A culture of consent is one in which it is the norm, and not the exception, for all persons to obtain consent prior to sexual experiences. Many educators and young adults feel this policy shift is a step in the right direction and has the potential to create positive change. We think teaching about Affirmative Consent is a great idea. Here are some of the reasons why:
- It builds communication skills. Choosing to practice Affirmative Consent requires competence in communication, especially the ability to express one's own wishes and listen to and check in with a partner.
- It offers a positive, respectful frame about personal choice. The focus is on respecting personal limits while negotiating what each person wants.

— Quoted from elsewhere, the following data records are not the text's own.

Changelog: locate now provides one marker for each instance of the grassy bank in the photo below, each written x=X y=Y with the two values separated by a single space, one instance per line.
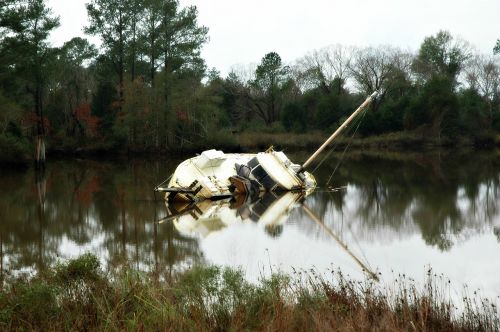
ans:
x=77 y=295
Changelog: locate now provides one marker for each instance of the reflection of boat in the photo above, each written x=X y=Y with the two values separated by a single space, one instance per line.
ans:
x=270 y=212
x=214 y=174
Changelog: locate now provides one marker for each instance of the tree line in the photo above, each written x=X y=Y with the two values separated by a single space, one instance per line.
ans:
x=146 y=87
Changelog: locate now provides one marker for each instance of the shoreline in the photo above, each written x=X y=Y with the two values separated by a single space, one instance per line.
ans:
x=78 y=295
x=251 y=142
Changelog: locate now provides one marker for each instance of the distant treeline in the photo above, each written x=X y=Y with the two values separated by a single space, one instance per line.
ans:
x=147 y=88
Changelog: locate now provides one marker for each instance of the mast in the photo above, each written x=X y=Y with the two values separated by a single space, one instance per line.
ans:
x=337 y=132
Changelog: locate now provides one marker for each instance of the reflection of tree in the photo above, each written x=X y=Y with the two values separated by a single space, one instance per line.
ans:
x=105 y=207
x=425 y=191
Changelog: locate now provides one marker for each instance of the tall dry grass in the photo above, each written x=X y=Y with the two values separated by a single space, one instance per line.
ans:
x=78 y=295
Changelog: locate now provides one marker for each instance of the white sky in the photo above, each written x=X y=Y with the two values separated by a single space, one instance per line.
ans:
x=241 y=32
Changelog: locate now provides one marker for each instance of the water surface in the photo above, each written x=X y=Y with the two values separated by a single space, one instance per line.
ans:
x=395 y=214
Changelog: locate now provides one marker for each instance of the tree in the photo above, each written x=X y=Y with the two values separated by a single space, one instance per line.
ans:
x=270 y=78
x=376 y=69
x=73 y=82
x=441 y=55
x=28 y=25
x=320 y=68
x=110 y=20
x=483 y=75
x=181 y=41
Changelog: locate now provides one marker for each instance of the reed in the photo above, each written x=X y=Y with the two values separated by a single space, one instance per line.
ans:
x=78 y=295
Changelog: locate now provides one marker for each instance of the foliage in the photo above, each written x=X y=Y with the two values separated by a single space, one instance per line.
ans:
x=146 y=88
x=78 y=295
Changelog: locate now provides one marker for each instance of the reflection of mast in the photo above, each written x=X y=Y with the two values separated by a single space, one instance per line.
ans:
x=336 y=238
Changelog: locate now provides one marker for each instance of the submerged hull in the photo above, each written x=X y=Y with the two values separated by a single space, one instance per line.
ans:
x=214 y=174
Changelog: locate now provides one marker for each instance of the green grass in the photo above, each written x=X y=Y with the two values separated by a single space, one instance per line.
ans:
x=78 y=295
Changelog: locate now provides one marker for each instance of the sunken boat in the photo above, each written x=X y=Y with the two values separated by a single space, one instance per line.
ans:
x=214 y=175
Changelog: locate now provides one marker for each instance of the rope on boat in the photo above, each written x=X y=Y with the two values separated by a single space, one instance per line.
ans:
x=359 y=120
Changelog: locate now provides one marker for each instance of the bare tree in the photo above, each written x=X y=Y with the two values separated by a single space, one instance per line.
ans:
x=381 y=69
x=321 y=67
x=482 y=73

- It responds to shifting cultural norms. Increasingly, individuals, organizations and policy bodies are addressing Affirmative Consent and integrating it into educational programs.
- It helps prevent sexual assault. We want young people to expect these standards of themselves and their partners. This can help build norms that encourage youth to leave situations where consent is not being respected.
- It supports law and policy. In some districts and states, this teaching helps schools and educators comply with laws or policies that require teaching about Affirmative Consent.
- It recognizes new social paradigms and addresses negative gender roles. This standard creates opportunities for positive relationships built on mutual respect. Everyone can say yes, and everyone can say no.
ETR is the largest producer and distributor of evidence-based interventions addressing pregnancy, STD/HIV prevention and other aspects of sexual and reproductive health. Most of the programs include activities where students practice refusal skills: saying "no" to sexual pressure. These are important skills for students to learn. However, this focus on repeatedly saying "no" can give the impression that sexual pressure is an expected norm in relationships.
Many educators now want to reframe instructional activities in ways that emphasize mutual respect and Affirmative Consent. This teaching guide is designed to meet this request, to honor the foundations of existing evidence-based programs while helping students learn about consent. It is a "green-light" adaptation for evidence-based programs.
There are 3 components in this teaching guide:
- Background for Educators: Includes information about sexual assault policies that have been expanded to include language on affirmative consent, shifting norms about consent, and guidance for teaching refusal skills within the context of learning about affirmative consent.
- Sample Lesson Plan: "What Do You Want?" Understanding Affirmative Consent is a one- to two-session lesson plan for a stand-alone class on consent. Students practice communicating and listening in verbal and nonverbal ways and assess various scenarios.
- Discussion Guide: Learning About Affirmative Consent offers general and specific suggestions for integrating discussions about consent into existing sexual health programs. These steps will reinforce learning from the sample lesson plan across an entire course.